Después de eso, el Black comenzó a decir incoherencia; algo sobre Peter Pettigrew. Si esperaba más, corría el riesgo de que el demente asesino matara por accidente a alguno de sus alumnos. Por fín llegaba su momento de actuar.
-¡Expelliarmus!- bien, la única varita presente de ambos magos adultos había salido volando. Estaban desarmados. - la venganza es dulce. Tenía ganas de atraparte.
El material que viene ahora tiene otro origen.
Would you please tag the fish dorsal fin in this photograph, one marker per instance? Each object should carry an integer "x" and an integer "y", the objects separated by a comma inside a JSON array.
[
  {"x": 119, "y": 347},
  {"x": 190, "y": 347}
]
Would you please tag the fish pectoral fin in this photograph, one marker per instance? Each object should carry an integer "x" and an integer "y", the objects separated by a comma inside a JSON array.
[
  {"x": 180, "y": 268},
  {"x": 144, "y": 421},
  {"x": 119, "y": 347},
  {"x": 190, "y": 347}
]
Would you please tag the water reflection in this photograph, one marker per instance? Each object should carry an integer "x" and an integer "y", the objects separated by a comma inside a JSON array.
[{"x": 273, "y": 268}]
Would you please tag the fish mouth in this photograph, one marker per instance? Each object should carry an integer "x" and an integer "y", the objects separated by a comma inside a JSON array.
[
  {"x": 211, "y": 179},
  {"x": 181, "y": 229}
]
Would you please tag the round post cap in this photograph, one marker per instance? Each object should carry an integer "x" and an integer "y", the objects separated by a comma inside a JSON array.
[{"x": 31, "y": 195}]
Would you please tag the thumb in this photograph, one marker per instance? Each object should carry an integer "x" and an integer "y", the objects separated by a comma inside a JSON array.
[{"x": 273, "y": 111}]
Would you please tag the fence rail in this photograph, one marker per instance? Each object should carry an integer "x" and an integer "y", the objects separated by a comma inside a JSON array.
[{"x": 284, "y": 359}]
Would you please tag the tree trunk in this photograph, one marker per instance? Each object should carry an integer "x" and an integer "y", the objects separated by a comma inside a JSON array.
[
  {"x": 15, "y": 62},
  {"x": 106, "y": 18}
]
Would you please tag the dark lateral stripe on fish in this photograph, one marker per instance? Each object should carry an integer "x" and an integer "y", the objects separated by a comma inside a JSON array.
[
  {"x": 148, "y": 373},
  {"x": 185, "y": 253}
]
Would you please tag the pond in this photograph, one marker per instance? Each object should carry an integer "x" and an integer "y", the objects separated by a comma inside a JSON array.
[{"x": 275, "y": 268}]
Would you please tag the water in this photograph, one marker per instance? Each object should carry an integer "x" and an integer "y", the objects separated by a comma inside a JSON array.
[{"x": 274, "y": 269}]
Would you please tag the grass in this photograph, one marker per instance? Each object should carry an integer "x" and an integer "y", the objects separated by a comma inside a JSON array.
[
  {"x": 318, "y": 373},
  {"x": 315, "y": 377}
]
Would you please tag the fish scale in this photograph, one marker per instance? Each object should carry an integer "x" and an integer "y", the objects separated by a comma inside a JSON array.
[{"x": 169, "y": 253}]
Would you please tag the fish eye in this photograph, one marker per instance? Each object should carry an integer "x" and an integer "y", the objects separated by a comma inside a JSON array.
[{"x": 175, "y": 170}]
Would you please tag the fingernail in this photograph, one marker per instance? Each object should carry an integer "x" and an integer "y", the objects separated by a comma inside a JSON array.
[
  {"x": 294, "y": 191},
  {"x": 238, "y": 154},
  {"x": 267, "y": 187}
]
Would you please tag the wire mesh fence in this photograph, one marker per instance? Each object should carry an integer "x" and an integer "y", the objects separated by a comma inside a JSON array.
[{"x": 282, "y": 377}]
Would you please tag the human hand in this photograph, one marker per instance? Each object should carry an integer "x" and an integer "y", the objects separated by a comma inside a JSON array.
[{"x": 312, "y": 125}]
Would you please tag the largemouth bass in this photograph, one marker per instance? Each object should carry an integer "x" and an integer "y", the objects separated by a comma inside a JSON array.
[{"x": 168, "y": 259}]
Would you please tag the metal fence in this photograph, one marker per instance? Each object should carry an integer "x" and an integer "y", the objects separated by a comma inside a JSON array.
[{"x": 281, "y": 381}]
- Severus- le llamó Remus. Claro, ¿ahora esperaban misericordia suya? No, estaría feliz de mandar a Sirius de regreso a Azkaban y a Lupin a algún lunar lejos de Hogwarts.
-Le advertí a Dumbledore que estabas ayudando a un amigo a entrar al castillo y ahora aquí está la prueba. - Se iba a divertir mandando a Remus al tribunal.
- Brillante, Severus. Una vez más pusiste tu penetrante mente a trabajar y, como de costumbre, sacaste una conclusión errónea. - Black ni siquiera tenía derecho a hablarle. Tratando de dañar a Potter y todo.
Le amenazó con su varita. Estaba harto de las tonterías de esos dos. Había tenido que pasar toda su juventud atormentado por el cuarteto patético dirigido por Potter, y al final había perdido a Lily. No iba a perder con ellos otra vez. Le recordó a Sirius que los dementores le esperaban en el castillo y ver su cara de terror hizo que bajara la guardia durante un momento.
El hechizo de Harry le dio de lleno en el pecho, y lo dejó inconsciente. Lo último que escuchó antes de perder el conocimiento, fue el grito ahogado de la Leona con su nombre. No se escuchaba nada mal, si tan solo no fuera en esas condiciones.
Enserio, si Voldemort no mataba a Harry, un día de estos él mismo lo haría.